On OpenBSD 5.1/SPARC, I'm seeing this test failure:
test-fma2.h:93: assertion failed
FAIL: test-fmal2
It turns out that gcc has miscompiled the rpl_fmal function in lib/fmal.c.
More precisely, this code
fsum += (DOUBLE)
((sum[sum_len - k - 1] << (GMP_LIMB_BITS - shift))
| (sum[sum_len - k - 2] >> shift));
in a situation where the parenthesized expression would evaluate to
2^32 with 64-bit computation, or therefore to 0 when truncated to
'unsigned int' (the sum[] array element type is 'unsigned int'), increments
fsum by 262144.0L. It happens even without optimization.
(gdb) print shift
$38 = 1
(gdb) print fsum
$39 = 0
(gdb) next
876 fsum += (DOUBLE)
(gdb) print ( sum[sum_len - k - 1] << 31 ) | (sum[sum_len - k - 2] >> 1)
$40 = 4294967296
(gdb) print (unsigned int)(( sum[sum_len - k - 1] << 31 ) | (sum[sum_len - k -
2] >> 1))
$41 = 0
(gdb) next
873 while (--k >= 0)
(gdb) print fsum
$42 = 262144
2012-03-15 Bruno Haible <[email protected]>
fmal: Avoid test failure on OpenBSD 5.1/SPARC64.
* lib/fma.c (VOLATILE): New macro.
(FUNC): Use it to work around a GCC compiler bug.
--- lib/fma.c.orig Thu Mar 15 12:09:33 2012
+++ lib/fma.c Thu Mar 15 12:06:55 2012
@@ -72,6 +72,13 @@
# pragma fenv_access (off)
#endif
+/* Work around GCC 4.2.1 bug on OpenBSD 5.1/SPARC64. */
+#if defined __GNUC__ && defined __sparc__
+# define VOLATILE volatile
+#else
+# define VOLATILE
+#endif
+
/* It is possible to write an implementation of fused multiply-add with
floating-point operations alone.
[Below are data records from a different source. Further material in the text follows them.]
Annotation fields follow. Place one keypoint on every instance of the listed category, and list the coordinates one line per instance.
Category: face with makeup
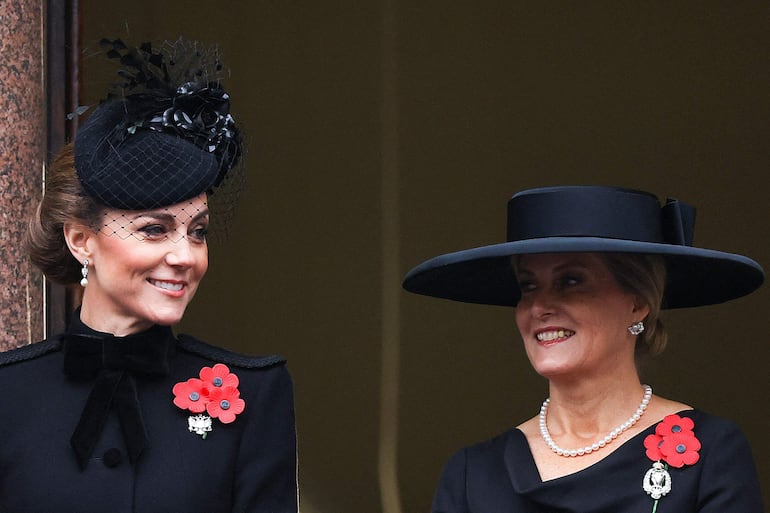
(573, 315)
(144, 266)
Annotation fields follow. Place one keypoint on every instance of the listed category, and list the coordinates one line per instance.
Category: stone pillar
(22, 157)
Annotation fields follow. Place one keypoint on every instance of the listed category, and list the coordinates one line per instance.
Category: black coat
(248, 465)
(500, 476)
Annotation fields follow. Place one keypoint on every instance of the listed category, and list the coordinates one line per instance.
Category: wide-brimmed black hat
(571, 219)
(164, 135)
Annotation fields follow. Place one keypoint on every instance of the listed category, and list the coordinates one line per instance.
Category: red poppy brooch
(214, 394)
(673, 444)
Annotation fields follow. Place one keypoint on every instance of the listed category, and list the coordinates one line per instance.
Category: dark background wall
(383, 133)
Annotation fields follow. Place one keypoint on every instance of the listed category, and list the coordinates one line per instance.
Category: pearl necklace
(601, 443)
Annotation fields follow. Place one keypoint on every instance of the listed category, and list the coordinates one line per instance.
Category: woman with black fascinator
(588, 269)
(119, 413)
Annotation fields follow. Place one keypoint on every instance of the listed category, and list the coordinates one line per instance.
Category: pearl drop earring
(636, 329)
(84, 272)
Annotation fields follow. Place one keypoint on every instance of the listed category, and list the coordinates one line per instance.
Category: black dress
(500, 476)
(111, 399)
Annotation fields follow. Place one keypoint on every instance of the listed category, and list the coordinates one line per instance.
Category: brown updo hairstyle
(644, 276)
(64, 201)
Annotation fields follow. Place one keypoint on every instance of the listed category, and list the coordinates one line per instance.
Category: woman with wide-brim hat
(120, 414)
(588, 269)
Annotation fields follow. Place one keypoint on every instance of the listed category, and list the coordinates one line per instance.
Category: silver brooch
(657, 481)
(199, 424)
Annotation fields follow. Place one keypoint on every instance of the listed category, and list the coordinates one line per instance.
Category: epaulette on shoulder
(217, 354)
(30, 351)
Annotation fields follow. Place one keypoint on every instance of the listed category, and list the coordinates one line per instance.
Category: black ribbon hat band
(590, 219)
(608, 213)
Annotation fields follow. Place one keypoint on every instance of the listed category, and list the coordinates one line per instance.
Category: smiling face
(145, 266)
(573, 316)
See
Sylvie Boldo, Guillaume Melquiond:
@@ -866,16 +873,22 @@
else
{
/* First loop round. */
- fsum = (DOUBLE)
- ((sum[sum_len - k - 1] << (GMP_LIMB_BITS -
shift))
- | (sum_len >= k + 2 ? sum[sum_len - k - 2] >>
shift : 0));
+ {
+ VOLATILE mp_limb_t chunk =
+ (sum[sum_len - k - 1] << (GMP_LIMB_BITS - shift))
+ | (sum_len >= k + 2 ? sum[sum_len - k - 2] >>
shift : 0);
+ fsum = (DOUBLE) chunk;
+ }
/* General loop. */
while (--k >= 0)
{
fsum *= chunk_multiplier;
- fsum += (DOUBLE)
- ((sum[sum_len - k - 1] << (GMP_LIMB_BITS -
shift))
- | (sum[sum_len - k - 2] >> shift));
+ {
+ VOLATILE mp_limb_t chunk =
+ (sum[sum_len - k - 1] << (GMP_LIMB_BITS -
shift))
+ | (sum[sum_len - k - 2] >> shift);
+ fsum += (DOUBLE) chunk;
+ }
}
}
}